Pochi minuti alle otto.
Un botto.
La via è invasa di persone pronte all'encierro. Uomini, giovani, vecchi, donne. Qualcuno fa stretching, altri si scaldano i muscoli, provano scatti brevi come sportivi pronti ad una gara. Che cazzo, siamo a Pamplona, mica alle Olimpiadi. Un altro botto e la gente corre. La pietra del lastricato inizia a tremare come ci fosse il terremoto. Terremoto forte. Se mi concentro comincio ad avvertire, tra urla e tumulti, il ritmico trepestio dei tori. Ci siamo. Salto sulla barrera, schizzo sulla seconda e mi passano sotto i tori. Salto giù, in strada e inizio a correre appresso agli ultimi che sono passati. Un toro e tre manzi. Un'iniezione di adrenalina.

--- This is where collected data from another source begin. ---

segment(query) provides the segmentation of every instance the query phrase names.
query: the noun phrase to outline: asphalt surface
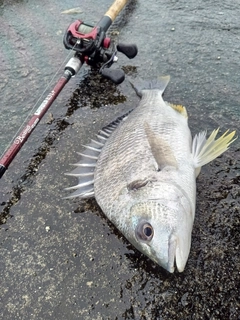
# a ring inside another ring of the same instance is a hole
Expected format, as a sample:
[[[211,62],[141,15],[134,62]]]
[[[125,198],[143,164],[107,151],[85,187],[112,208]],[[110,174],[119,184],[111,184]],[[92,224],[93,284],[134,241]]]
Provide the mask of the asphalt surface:
[[[96,23],[111,1],[0,2],[0,150],[68,55],[66,27]],[[119,86],[84,66],[0,180],[0,319],[240,319],[240,143],[202,169],[192,248],[169,274],[135,250],[95,200],[66,201],[77,151],[138,103],[129,80],[170,74],[165,100],[192,133],[239,135],[238,3],[131,1],[111,28],[136,43]],[[78,7],[78,14],[61,14]],[[79,11],[82,11],[81,13]],[[64,66],[64,64],[63,64]]]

Se si girano, sono lì. Duecento metri, ecco l'arena. I tori incanalati nell'ingresso da un imbuto di uomini immobili, accalcati uno sull'altro.
Stravolto, mi fermo. Torno verso il punto dove ho lasciato Etxia, ma lo vedo arrivare, in strada. «Bello eh?», mi fa. «Già . Meglio andare a dormire. Oggi pomeriggio torea El July».